AMD should have a wealth of experience and design expertise to draw on. Indeed, in its heyday, it was AMD that beat Intel to x86- based 64-bit processors with its Opteron and Athlon 64 chips.
Unfortunately, AMD has lagged behind Intel and NVIDIA in recent years. It became known as the budget option, and has not been a serious contender in the enthusiast space for way too long.
However, 2017 looks to be the year that the red camp turns the tide. Earlier this year, AMD unveiled its Ryzen processors, including the octa-core Ryzen 7 1800X, a mainstream chip with the chops to take on Intel’s 10-core Core i7-6950X, which cost well over a thousand dollars.
Ryzen had its flaws, and it was no gaming juggernaut, but it offered an attractive price-to-performance ratio that endeared it to those who dabble in both content creation and gaming.
At the end of July, the company flnally took the wraps off products that it had teased for so long – Radeon RX Vega and its massive Ryzen Threadripper CPUs.
The Radeon RX Vega 64 is AMD’s return to the performance graphics market, offering 12.66 TFLOPS of peak FP32 performance to the NVIDIA GeForce GTX 1080 Ti’s 11.3 TFLOPS.
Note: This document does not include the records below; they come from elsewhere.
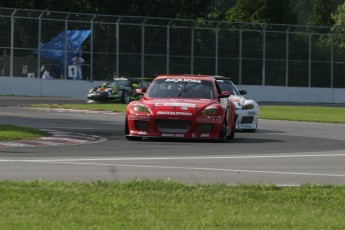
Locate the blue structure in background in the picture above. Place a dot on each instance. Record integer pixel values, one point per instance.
(55, 49)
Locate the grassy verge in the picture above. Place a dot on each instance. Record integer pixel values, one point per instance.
(292, 113)
(168, 205)
(304, 113)
(14, 133)
(98, 107)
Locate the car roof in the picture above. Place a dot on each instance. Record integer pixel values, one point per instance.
(221, 78)
(191, 76)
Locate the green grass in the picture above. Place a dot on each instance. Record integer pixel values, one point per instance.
(98, 107)
(291, 113)
(168, 205)
(14, 133)
(304, 113)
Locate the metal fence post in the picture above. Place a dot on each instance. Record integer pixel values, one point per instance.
(143, 47)
(65, 52)
(309, 60)
(287, 58)
(264, 58)
(12, 43)
(240, 59)
(91, 48)
(192, 52)
(118, 46)
(332, 59)
(168, 48)
(217, 46)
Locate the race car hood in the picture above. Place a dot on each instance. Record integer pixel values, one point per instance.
(177, 106)
(237, 100)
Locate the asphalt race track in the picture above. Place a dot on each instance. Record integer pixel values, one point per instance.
(280, 152)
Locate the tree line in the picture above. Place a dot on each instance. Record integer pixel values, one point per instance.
(309, 12)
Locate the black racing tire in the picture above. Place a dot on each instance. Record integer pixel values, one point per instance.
(223, 132)
(126, 97)
(130, 138)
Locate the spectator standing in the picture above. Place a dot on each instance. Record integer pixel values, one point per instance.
(46, 74)
(78, 61)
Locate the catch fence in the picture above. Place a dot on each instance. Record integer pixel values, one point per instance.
(249, 53)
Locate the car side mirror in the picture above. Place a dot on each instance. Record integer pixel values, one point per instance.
(140, 91)
(243, 92)
(224, 94)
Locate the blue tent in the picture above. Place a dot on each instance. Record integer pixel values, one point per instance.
(55, 49)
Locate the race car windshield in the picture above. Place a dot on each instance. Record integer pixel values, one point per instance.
(227, 85)
(181, 88)
(119, 83)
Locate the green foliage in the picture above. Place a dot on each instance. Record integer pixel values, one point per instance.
(303, 113)
(262, 11)
(339, 19)
(168, 205)
(13, 133)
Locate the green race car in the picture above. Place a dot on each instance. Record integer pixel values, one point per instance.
(120, 90)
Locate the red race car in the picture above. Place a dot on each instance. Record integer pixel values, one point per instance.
(181, 106)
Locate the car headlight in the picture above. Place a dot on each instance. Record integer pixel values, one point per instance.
(141, 109)
(209, 111)
(248, 106)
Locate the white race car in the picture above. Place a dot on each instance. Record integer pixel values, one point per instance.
(247, 111)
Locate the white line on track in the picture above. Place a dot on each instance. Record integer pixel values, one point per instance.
(196, 168)
(79, 161)
(178, 158)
The kicker is that it retails for only US$499, a very attractive price for a flagship product, especially considering that NVIDIA has been debuting its top-end cards at US$699.
Similarly, the Threadripper 1950X packs a whopping 16 cores and 32 threads into a gargantuan chip that costs just US$999, the same asking price as Intel’s 10-core Core i9-7900X. There’s little doubt that Threadripper will be a multi-core beast in professional workloads, and offer drool-worthy performance for Twitch streamers who need to encode video as they game.
Intel and NVIDIA will almost certainly reassert their dominance with the upcoming 18-core Core i9 chip and Volta architecture. But AMD has shown that it’s got plenty of life in it yet, successfully forcing price readjustments from Intel, and breathing competition back into the market.